2. Die Revision hat gleichwohl keinen Erfolg, weil sich die Vorentscheidung aus anderen Gründen als richtig darstellt (§ 126 Abs. 4 FGO). Diese Vorschrift ist auch dann anzuwenden, wenn das FG die Klage zu Unrecht als unzulässig abgewiesen hat, die Klagabweisung sich aber in der Sache rechtfertigen lässt und das FG hinreichende Feststellungen getroffen hat, die eine Entscheidung über die Begründetheit der Klage ermöglichen (vgl. BFH-Urteile vom 14. März 1991 V R 17/87, BFH/NV 1992, 63, unter 2.; vom 24. Januar 1995 IX R 22/94, BFHE 176, 315, BStBl II 1995, 328, unter 2.; vom 21. Oktober 1996 VI R 4/94, BFH/NV 1997, 330, unter 3.).
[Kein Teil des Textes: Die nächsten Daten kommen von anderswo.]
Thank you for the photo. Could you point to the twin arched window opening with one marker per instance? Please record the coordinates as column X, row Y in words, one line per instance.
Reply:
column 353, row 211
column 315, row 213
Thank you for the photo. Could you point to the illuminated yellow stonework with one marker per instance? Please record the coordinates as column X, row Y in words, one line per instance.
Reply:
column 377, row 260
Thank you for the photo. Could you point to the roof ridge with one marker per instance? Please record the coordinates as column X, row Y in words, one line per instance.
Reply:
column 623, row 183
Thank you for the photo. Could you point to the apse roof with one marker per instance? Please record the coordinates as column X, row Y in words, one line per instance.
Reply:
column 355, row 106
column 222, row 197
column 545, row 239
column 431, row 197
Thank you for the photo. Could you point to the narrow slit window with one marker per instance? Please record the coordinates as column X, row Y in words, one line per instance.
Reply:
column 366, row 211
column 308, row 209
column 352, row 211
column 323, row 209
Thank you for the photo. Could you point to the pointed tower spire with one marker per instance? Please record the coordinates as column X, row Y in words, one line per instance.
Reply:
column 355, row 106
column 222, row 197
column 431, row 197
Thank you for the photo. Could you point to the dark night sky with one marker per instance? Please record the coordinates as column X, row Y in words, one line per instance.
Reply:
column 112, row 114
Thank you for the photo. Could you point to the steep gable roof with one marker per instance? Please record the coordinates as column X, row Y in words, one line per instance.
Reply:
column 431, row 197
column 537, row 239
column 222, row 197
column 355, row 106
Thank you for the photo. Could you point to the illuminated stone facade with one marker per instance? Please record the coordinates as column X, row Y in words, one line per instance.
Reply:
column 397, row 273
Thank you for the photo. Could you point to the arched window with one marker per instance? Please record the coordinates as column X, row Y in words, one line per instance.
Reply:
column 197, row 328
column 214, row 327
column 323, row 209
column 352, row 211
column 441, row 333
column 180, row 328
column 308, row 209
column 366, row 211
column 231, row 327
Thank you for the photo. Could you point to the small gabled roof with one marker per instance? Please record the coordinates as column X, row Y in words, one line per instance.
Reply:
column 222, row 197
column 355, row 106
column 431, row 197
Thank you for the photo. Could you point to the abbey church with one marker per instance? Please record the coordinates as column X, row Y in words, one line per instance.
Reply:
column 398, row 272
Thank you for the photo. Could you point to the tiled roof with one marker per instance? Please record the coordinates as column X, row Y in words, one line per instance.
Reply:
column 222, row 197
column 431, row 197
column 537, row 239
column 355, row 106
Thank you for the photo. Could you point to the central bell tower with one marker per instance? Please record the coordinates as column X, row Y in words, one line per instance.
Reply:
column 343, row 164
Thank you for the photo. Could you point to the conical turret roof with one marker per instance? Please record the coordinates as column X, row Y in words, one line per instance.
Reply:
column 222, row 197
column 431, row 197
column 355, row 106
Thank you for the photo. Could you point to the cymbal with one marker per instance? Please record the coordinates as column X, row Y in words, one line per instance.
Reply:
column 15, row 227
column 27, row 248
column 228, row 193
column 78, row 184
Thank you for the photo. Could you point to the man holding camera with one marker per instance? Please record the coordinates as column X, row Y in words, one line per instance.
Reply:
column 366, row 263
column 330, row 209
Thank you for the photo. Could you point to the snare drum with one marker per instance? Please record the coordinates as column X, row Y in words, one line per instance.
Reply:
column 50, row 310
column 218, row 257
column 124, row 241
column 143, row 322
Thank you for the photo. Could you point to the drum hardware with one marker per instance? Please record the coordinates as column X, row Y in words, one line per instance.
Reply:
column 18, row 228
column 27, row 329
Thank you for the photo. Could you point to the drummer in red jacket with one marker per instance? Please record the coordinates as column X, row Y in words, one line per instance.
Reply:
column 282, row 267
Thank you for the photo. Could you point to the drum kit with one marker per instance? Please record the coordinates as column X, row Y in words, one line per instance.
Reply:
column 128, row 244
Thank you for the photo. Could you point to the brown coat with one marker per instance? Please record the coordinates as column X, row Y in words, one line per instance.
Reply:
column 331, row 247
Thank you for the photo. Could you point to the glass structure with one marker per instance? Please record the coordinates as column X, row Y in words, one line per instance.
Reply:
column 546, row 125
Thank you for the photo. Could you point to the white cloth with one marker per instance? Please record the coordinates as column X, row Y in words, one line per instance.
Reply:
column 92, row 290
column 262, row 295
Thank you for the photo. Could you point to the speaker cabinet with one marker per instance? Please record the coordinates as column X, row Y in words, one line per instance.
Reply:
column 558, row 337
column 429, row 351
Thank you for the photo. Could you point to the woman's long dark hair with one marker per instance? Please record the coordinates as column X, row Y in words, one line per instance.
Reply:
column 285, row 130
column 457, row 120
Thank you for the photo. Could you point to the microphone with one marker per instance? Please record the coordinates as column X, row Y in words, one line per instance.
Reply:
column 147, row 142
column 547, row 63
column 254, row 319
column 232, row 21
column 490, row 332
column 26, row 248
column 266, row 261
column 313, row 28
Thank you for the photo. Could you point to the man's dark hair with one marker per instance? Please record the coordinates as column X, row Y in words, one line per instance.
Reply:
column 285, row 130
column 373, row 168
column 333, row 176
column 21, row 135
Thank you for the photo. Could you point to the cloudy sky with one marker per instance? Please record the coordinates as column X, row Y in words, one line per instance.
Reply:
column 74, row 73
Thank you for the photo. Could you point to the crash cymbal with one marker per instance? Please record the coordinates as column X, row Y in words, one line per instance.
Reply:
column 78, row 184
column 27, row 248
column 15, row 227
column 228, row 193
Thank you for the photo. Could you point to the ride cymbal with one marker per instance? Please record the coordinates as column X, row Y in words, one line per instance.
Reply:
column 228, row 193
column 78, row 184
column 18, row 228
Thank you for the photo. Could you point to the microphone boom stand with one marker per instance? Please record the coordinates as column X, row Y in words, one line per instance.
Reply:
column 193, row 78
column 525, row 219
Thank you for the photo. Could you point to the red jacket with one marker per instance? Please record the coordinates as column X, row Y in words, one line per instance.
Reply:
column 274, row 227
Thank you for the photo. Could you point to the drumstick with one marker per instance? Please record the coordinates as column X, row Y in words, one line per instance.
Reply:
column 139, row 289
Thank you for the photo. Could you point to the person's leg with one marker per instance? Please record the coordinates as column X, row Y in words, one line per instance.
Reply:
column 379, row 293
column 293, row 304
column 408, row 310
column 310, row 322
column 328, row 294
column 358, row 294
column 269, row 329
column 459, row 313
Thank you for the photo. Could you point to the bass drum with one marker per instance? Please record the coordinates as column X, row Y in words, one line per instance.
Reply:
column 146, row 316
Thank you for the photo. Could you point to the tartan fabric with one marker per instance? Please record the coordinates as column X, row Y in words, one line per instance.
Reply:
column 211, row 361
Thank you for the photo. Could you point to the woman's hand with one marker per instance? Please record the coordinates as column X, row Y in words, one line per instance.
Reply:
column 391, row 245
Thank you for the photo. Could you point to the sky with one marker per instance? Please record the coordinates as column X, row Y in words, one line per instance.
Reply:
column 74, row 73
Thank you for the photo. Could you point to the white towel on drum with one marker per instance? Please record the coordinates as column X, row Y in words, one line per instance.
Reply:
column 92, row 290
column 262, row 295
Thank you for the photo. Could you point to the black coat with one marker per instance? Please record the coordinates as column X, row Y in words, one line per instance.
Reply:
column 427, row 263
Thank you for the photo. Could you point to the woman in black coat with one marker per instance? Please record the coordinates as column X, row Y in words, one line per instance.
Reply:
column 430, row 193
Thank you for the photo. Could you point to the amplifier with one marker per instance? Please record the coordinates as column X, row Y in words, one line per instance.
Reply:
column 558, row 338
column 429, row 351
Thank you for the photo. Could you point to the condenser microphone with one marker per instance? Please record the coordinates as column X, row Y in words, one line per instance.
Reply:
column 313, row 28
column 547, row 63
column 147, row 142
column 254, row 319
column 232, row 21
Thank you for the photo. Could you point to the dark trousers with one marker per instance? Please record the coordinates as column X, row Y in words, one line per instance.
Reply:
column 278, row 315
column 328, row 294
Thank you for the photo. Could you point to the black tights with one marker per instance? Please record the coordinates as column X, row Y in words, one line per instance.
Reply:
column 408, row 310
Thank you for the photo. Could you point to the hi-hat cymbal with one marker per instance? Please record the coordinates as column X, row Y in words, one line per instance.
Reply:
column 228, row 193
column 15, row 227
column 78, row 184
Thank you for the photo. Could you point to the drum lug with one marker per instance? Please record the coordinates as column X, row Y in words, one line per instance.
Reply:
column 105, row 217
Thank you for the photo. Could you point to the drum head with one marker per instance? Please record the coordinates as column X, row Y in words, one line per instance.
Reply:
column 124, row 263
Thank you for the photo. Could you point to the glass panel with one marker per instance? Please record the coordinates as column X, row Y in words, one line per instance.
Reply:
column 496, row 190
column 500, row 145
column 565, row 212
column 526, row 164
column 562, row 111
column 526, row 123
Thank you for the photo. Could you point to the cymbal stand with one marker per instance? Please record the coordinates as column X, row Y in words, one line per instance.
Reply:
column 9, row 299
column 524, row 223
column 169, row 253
Diese Voraussetzungen sind im Streitfall gegeben.
Aufgrund seiner mit Verfahrensrügen nicht angegriffenen und damit den Senat bindenden tatsächlichen Feststellungen (vgl. § 118 Abs. 2 FGO) hat das FG unter Bezugnahme auf das BFH-Urteil vom 12. November 1997 XI R 44/95 (BFHE 186, 344, BStBl II 1998, 774) und in Beachtung der Grundsätze der BFH-Rechtsprechung zur Abgrenzung privater Vermögensverwaltung von gewerblicher Vermietung (vgl. BFH-Urteile vom 25. Juni 1976 III R 167/73, BFHE 119, 336, BStBl II 1976, 728; vom 28. Juni 1984 IV R 150/82, BFHE 141, 330, BStBl II 1985, 211; vom 24. Oktober 2000 IX R 58/97, BFH/NV 2001, 752; vom 14. Januar 2004 X R 7/02, BFH/NV 2004, 945; letztere m.w.N.) die aus der Wohnmobilvermietung erzielten Einkünfte den sonstigen Einkünften i.S. des § 22 Nr. 3 EStG zugeordnet. Danach reichen die von der Klägerin neben der bloßen Vermietung erbrachten Leistungen (Ausstattung des Wohnmobils mit Geschirr und Gewürzen, Versorgung mit Gas und Wasser, Endreinigung) nicht aus, ihrer Vermietungstätigkeit einen gewerblichen Charakter zu geben. Diese Würdigung des FG ist möglich, sie verstößt nicht gegen Denkgesetze und Erfahrungssätze; daher ist die Abweisung der Klage "auch als unbegründet" revisionsrechtlich nicht zu beanstanden.
Auch sind die von der eingeschalteten Vermietungsagentur angebotenen übrigen Leistungen der Klägerin nicht zuzurechnen. Denn Tätigkeiten gewerblicher Dritter können dem betreffenden Vermieter nur zugerechnet werden, wenn sie der Dritte nach dem Inhalt der abgeschlossenen Verträge für den Vermieter erbringt; die Eigenschaft der Vermietungsagentur als Gewerbetreibender ist der Klägerin nicht zuzurechnen (vgl. BFH-Urteile vom 18. Mai 1999 III R 65/97, BFHE 188, 490, BStBl II 1999, 619; in BFHE 119, 336, BStBl II 1976, 728). Insbesondere wurden die großformatigen (auch andere Wohnmobile betreffenden) Vermietungs-Anzeigen im eigenen Namen der Vermietungsagentur ohne Hinweis auf die Klägerin als Vermieterin geschaltet.
3. Ob hinsichtlich der nicht verrechneten Verluste eine Feststellung nach § 10d EStG i.V.m. § 22 Nr. 3 Satz 4 EStG in Betracht kommt, ist in diesem die Einkommensteuer betreffenden Verfahren nicht zu entscheiden.